(Bloomberg) — The Biden administration’s plan to crack down on smog in the oil-rich Permian Basin threatens to curb crude production while gasoline prices are near record highs and energy scarcity grips the globe, the industry warned Thursday.
Oil’s lobbying heavyweights are appealing directly to top White House officials to slam the brakes on the plan, arguing that any move to redesignate drilling hotbeds in Texas and New Mexico as violating ozone air quality standards poses such high economic risks it should be subject to greater analysis and public scrutiny.
The Environmental Protection Agency’s proposal to cut smog raises “the potential for increased operating expenses, decreased federal leasing revenues, permitting delays and decreased oil and natural gas production in the nation’s most productive basin,” the groups said in a letter to leaders of the White House Office of Management and Budget and its regulatory affairs office. The missive was sent Thursday by the American Petroleum Institute, American Exploration and Production Council, Texas Oil and Gas Association and other groups, who have spent weeks huddling over the potential consequences of the ozone plan since it was first outlined in a public notice last month.
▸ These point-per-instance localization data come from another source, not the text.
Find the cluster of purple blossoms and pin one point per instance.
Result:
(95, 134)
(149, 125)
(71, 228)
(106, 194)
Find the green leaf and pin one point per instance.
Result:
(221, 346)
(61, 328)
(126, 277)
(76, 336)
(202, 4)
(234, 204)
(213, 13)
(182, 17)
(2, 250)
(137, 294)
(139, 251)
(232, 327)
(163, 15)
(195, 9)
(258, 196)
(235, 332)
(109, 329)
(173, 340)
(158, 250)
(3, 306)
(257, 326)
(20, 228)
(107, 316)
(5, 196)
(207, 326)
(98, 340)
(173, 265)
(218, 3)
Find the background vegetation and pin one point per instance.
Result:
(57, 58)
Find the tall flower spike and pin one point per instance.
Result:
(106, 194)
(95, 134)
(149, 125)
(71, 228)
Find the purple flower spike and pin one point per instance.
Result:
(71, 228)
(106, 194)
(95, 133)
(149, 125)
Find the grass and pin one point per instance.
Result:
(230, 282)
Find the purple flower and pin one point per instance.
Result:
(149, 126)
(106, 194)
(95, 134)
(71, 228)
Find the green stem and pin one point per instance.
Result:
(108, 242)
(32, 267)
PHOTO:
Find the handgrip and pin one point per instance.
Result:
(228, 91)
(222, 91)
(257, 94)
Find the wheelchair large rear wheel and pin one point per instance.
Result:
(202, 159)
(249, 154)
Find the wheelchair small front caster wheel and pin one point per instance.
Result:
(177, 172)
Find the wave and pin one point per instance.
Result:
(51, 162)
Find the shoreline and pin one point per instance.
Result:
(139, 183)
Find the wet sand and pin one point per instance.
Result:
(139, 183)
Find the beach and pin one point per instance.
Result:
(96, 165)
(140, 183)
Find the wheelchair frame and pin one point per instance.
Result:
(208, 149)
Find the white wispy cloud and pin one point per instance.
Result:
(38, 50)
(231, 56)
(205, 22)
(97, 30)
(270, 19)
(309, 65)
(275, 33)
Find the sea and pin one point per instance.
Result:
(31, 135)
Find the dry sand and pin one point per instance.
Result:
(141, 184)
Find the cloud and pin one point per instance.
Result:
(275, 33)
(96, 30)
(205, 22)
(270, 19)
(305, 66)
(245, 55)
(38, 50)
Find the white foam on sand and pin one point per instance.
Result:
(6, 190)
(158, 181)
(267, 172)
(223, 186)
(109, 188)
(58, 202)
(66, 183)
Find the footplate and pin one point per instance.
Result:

The move by the EPA to consider giving the Permian a so-called non-attainment designation was encouraged by conservationists who say they are alarmed by indications ground-level ozone has surged along with oil and gas development. Ozone, which is the key ingredient of smog, is formed when volatile organic compounds and other air pollution that escapes smokestacks, tailpipes and oil wells reacts with sunlight. Even at low levels, it can worsen asthma, emphysema and other respiratory illnesses.
While Texas does not have monitors taking ozone readings on its side of the Permian, those just over the border in New Mexico’s Eddy and Lea counties have recorded average ground-level ozone exceeding the 2015 federal standard of 70 parts per billion several years running.
If the region is deemed in violation, state regulators would have three years to develop plans for lowering ozone levels, including by preventing new industrial facilities from worsening air quality and ensuring existing sites deploy technology to keep pollution at bay.
“A non-attainment designation would ensure that people and communities throughout the Permian Basin no longer suffer the harmful and costly effects of smog,” grassroots environmental and public health groups said in a July 12 letter to President Joe Biden.
The oil groups argue that the clampdown could result in existing facilities being forced to shut down and “could have the unintended consequence of slowing the approval of oil and natural gas infrastructure designed to reduce greenhouse gas emissions across the basin.” The potential economic impacts are so severe, they contend, the White House should consider the proposal a “significant regulatory action,” a designation that triggers more stringent review, and the EPA should open it up for public comment.